Verbal nonsense reveals limitations of AI chatbots

The era of artificial intelligence (AI) chatbots that appear to understand and use language in a human-like manner has dawned. These chatbots rely on large language models, a type of neural network. However, a recent study has revealed a vulnerability in these large language models, as they can sometimes mistake nonsense for natural language. Researchers at Columbia University see this flaw as an opportunity to enhance chatbot performance and gain insights into how humans process language.

In their paper published in Nature Machine Intelligence, the scientists describe how they conducted experiments using nine different language models. They presented hundreds of pairs of sentences to human participants and asked them to select the sentence they believed sounded more natural, i.e., the one more likely to be encountered in everyday communication. The researchers then evaluated whether the AI models would provide the same judgments as the human participants.

In head-to-head comparisons, the more advanced AI models based on transformer neural networks generally outperformed simpler models, such as recurrent neural networks and statistical models that rely on word pair frequencies from the internet or online databases. However, all models exhibited errors, occasionally selecting sentences that sounded like gibberish to humans.

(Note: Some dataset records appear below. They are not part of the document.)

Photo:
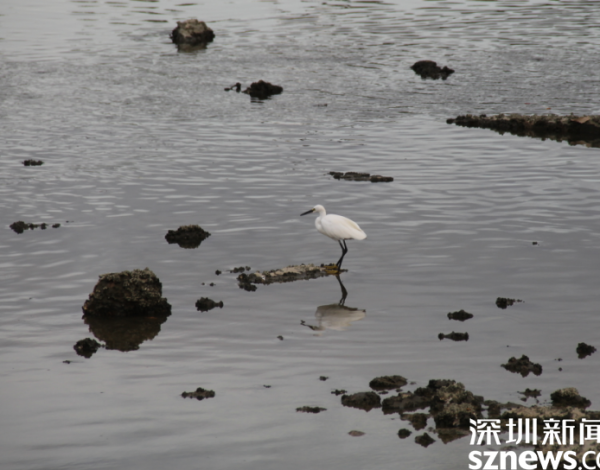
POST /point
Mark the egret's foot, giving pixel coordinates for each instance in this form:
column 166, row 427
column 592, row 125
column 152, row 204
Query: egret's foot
column 332, row 269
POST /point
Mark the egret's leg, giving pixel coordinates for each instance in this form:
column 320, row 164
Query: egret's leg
column 344, row 251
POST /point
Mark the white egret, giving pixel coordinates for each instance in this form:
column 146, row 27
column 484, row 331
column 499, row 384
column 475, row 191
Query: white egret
column 338, row 228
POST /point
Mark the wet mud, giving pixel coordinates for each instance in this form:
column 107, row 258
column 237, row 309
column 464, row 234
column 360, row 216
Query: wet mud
column 187, row 236
column 503, row 302
column 191, row 35
column 199, row 394
column 460, row 315
column 300, row 272
column 86, row 347
column 454, row 336
column 33, row 162
column 127, row 294
column 585, row 350
column 263, row 90
column 204, row 304
column 522, row 366
column 430, row 69
column 354, row 176
column 20, row 226
column 576, row 130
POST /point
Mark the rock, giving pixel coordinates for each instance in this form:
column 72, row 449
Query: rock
column 424, row 440
column 310, row 409
column 126, row 294
column 503, row 302
column 569, row 397
column 430, row 69
column 204, row 304
column 461, row 315
column 362, row 400
column 191, row 34
column 574, row 129
column 262, row 90
column 388, row 382
column 522, row 366
column 354, row 176
column 187, row 236
column 584, row 350
column 199, row 394
column 454, row 336
column 86, row 347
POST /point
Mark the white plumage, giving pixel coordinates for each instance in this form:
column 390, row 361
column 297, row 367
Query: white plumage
column 338, row 228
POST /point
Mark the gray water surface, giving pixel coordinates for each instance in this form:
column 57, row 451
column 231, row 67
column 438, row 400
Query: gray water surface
column 138, row 139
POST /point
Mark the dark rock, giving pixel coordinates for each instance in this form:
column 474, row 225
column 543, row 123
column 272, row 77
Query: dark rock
column 199, row 394
column 33, row 163
column 362, row 400
column 387, row 382
column 310, row 409
column 584, row 350
column 454, row 336
column 522, row 366
column 503, row 302
column 569, row 397
column 262, row 90
column 191, row 34
column 418, row 420
column 187, row 236
column 424, row 440
column 461, row 315
column 204, row 304
column 126, row 294
column 576, row 130
column 86, row 347
column 430, row 69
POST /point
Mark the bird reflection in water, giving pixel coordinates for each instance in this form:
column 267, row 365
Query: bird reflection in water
column 335, row 316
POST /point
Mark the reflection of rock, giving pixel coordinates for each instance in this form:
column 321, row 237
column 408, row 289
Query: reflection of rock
column 191, row 34
column 128, row 293
column 86, row 347
column 199, row 394
column 583, row 130
column 430, row 69
column 522, row 366
column 124, row 333
column 262, row 90
column 353, row 176
column 187, row 236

Dr. Nikolaus Kriegeskorte, a principal investigator at Columbia’s Zuckerman Institute and a coauthor of the paper, noted, “That some of the large language models perform as well as they do suggests that they capture something important that the simpler models are missing. That even the best models we studied still can be fooled by nonsense sentences shows that their computations are missing something about the way humans process language.”

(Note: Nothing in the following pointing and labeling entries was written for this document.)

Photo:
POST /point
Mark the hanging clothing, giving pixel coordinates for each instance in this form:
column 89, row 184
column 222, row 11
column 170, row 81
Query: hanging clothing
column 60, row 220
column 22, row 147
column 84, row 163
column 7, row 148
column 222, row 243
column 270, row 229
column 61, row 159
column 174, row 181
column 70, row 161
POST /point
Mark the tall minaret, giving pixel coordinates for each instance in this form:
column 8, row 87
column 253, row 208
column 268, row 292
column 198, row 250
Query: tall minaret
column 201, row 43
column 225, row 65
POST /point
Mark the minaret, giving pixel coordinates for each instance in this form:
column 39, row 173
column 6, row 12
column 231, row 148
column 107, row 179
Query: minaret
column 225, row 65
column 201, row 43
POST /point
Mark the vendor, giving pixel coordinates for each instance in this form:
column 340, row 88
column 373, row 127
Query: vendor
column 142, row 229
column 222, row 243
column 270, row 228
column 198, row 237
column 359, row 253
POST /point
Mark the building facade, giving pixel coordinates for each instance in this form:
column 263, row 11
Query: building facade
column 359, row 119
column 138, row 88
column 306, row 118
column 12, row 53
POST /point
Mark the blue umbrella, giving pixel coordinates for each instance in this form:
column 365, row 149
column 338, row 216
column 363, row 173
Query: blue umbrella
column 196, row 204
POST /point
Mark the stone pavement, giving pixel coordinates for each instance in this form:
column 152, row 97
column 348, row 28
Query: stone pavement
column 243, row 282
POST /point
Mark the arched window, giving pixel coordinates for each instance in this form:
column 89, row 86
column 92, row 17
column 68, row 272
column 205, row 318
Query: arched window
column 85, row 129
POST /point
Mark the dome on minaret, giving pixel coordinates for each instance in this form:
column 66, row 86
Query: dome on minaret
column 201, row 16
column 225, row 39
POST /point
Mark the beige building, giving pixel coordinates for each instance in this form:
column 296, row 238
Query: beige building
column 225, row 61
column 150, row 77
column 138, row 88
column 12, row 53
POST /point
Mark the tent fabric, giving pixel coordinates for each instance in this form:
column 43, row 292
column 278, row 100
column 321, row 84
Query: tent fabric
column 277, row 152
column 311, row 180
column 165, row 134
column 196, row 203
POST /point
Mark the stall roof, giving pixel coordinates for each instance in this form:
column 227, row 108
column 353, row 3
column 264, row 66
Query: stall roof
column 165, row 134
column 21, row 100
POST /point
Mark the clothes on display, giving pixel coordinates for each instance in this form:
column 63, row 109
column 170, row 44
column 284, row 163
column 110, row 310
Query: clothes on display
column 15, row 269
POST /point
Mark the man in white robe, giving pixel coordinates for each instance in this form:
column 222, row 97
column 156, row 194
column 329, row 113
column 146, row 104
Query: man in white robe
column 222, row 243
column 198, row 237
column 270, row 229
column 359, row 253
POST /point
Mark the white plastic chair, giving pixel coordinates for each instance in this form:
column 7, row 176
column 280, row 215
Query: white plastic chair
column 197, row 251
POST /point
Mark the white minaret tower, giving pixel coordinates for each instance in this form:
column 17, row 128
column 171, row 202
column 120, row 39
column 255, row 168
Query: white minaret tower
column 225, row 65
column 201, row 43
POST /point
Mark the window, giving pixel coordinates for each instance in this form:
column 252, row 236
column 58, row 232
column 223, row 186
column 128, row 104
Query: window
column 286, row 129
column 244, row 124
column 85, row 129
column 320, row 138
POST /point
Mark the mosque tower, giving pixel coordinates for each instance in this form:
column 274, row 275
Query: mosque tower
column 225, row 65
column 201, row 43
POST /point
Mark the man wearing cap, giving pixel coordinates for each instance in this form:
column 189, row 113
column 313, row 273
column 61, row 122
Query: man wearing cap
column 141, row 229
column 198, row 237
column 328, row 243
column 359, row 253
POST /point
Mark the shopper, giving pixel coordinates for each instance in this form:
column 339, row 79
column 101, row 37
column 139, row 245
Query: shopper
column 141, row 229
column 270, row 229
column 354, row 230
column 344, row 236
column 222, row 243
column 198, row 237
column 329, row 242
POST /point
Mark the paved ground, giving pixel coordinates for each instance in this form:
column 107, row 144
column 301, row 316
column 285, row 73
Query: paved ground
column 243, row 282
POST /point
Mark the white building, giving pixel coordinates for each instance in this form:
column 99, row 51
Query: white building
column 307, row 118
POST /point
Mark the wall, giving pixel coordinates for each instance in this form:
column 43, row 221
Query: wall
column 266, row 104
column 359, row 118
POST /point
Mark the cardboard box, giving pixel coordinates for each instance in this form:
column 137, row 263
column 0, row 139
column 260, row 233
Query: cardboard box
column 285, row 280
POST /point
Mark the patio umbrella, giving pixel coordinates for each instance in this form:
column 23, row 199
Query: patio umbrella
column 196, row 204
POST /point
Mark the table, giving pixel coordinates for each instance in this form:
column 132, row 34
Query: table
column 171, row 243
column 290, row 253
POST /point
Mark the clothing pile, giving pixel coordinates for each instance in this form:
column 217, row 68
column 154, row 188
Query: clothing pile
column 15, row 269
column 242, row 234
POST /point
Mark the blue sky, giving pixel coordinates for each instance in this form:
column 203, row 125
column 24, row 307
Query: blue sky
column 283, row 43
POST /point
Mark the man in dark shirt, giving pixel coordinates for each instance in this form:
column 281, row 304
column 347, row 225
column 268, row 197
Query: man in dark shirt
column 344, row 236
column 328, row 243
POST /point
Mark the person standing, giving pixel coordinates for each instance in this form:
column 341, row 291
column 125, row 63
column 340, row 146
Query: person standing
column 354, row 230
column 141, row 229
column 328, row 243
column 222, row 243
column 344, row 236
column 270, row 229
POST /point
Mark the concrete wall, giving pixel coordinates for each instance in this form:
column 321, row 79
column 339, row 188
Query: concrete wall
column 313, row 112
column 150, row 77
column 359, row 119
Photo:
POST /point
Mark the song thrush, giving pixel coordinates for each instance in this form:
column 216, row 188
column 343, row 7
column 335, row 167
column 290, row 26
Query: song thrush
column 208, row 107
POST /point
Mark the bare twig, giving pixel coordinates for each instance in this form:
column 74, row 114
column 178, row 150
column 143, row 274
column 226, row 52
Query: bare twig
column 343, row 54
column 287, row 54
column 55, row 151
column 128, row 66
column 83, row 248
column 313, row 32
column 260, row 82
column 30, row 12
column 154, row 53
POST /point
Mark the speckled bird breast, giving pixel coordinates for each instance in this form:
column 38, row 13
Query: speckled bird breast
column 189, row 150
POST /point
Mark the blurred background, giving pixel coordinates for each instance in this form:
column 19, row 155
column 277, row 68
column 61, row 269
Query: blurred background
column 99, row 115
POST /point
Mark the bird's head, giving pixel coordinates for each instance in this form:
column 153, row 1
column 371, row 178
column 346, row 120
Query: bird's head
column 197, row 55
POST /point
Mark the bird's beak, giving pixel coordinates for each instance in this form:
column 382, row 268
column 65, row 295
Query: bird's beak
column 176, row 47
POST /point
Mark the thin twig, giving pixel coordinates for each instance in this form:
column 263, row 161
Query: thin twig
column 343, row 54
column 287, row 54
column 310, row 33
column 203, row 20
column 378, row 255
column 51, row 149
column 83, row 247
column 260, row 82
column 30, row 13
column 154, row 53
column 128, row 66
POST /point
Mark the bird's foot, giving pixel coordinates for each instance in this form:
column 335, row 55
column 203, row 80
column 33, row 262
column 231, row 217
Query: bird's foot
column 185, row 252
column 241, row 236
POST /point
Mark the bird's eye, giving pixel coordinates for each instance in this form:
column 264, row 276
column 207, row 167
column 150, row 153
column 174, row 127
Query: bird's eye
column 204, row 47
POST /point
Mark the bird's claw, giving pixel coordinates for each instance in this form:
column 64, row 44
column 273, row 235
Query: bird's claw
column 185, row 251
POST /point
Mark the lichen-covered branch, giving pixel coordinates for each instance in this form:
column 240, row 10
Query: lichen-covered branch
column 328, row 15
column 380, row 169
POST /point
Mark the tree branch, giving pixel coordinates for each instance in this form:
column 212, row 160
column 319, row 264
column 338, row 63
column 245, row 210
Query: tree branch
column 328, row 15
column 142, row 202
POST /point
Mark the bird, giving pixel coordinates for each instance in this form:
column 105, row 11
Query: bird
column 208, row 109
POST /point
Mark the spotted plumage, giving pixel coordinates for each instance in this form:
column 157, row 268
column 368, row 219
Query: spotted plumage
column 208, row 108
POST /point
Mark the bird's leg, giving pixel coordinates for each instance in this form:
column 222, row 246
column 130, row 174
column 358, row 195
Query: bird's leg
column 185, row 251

For example, consider the following sentence pair:

  1. That is the narrative we have been sold.
  2. This is the week you have been dying.

Human participants in the study judged the first sentence as more natural. However, BERT, one of the advanced models, rated the second sentence as more natural, while GPT-2, another widely known model, correctly identified the first sentence as more natural, aligning with human judgments.

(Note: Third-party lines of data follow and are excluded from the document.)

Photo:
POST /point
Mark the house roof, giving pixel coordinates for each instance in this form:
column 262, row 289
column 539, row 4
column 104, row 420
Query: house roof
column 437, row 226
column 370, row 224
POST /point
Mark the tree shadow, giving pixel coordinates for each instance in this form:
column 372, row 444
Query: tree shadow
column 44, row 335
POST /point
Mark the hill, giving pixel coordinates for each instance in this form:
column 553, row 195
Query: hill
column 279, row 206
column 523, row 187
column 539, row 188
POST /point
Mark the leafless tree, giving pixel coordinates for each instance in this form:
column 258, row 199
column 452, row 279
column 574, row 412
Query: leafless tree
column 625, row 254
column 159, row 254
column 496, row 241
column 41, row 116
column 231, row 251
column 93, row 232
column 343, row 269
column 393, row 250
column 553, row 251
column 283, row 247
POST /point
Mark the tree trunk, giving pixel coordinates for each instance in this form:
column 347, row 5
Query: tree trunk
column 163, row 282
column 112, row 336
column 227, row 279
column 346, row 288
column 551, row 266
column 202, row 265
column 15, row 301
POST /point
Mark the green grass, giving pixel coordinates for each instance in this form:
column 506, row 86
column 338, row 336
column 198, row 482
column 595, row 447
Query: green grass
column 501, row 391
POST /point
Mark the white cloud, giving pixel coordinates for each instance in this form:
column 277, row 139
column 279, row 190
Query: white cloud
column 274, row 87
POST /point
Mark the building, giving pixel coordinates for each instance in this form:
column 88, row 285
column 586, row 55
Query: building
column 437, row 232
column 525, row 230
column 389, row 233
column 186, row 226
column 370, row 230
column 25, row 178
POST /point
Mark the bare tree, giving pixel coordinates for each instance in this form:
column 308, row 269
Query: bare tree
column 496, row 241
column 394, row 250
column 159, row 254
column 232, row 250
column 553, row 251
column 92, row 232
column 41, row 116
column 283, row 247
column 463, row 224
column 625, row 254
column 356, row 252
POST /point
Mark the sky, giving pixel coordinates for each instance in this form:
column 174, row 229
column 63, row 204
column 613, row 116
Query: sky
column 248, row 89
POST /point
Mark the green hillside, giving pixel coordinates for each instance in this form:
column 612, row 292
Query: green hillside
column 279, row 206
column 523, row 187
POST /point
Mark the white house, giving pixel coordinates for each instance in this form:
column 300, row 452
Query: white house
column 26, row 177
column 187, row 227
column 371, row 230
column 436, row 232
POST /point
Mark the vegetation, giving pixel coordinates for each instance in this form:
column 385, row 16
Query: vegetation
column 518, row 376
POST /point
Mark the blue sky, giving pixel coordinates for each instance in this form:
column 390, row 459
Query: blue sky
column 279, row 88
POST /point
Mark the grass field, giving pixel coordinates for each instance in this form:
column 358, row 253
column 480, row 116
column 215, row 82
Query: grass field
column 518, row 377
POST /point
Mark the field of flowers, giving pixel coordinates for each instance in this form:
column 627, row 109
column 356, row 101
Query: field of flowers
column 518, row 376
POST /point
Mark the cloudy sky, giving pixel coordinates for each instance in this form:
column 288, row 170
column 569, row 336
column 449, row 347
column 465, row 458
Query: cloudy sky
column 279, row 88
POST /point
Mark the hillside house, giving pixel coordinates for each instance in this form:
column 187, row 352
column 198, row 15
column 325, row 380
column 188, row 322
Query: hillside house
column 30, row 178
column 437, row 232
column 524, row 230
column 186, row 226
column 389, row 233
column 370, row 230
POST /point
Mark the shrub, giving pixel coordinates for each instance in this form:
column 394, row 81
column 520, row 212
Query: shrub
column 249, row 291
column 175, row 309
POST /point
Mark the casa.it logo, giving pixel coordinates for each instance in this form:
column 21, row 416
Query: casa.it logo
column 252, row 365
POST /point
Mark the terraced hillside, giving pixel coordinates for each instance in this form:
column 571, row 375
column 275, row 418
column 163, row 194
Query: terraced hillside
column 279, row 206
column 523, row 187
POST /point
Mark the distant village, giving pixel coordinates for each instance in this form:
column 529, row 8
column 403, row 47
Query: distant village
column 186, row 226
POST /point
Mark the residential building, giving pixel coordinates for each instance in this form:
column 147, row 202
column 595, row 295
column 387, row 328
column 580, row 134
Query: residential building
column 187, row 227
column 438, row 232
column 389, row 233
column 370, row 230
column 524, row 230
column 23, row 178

Christopher Baldassano, an assistant professor of psychology at Columbia and the senior author of the study, emphasized that all models had blind spots and labeled some sentences as meaningful when human participants considered them gibberish. He cautioned against relying too heavily on AI systems for important decisions, at least in their current state.

One of the intriguing findings of the study is the good yet imperfect performance of many models. Dr. Kriegeskorte emphasized the importance of understanding why these gaps exist and why certain models outperform others, as this knowledge can drive progress in language models.

The researchers are also curious about whether the computations in AI chatbots can inspire new scientific questions and hypotheses, potentially guiding neuroscientists toward a better understanding of human brain function. Analyzing the strengths and weaknesses of various chatbots and their underlying algorithms may contribute to answering this question.

Tal Golan, the paper’s corresponding author, who recently established his own lab at Ben-Gurion University of the Negev in Israel, highlighted the interest in understanding how people think and the unique processing of language by AI tools, offering a fresh perspective on human cognition.

Posted in

Aihub Team

Leave a Comment





Deep Learning: The advancement of deep neural networks and their applications in various domains.

AI for Climate Change and Sustainability

Top 4 Types of AI

Artificial Intelligence and Machine Learning

The Biggest Lie In Protest

Protest Strategies For Beginners

Top 10 Tips To Grow Your Tech

Microsoft announces native Teams

Oppo working Find N Fold and Find

NASA scrubs second Artemis 1 launch

Lunar demo mission to provide “stress test” for NASA’s Artemis

Italian microsatellite promises orbital photo bonanza after

Uber drivers at record high as people record high as people as people

Tension between China and Taiwan has risen and what happens what happens

The ride-hailing app had been facing a driver shortage driver shortage

The meteoric rise of AMTD Digital’s shares has been likened been likened

THE BEST WINTER VACATION SPOTS IN THE USA

What Can Instagramm Teach You About Innovation

Where Can You Find Free TECHNOLOGY Resources

Build a business, not a, not a financial machine a financial machine

Giant solar sail will propel tiny spacecraft to intercept and study

Every great design begins with an even better story even better story.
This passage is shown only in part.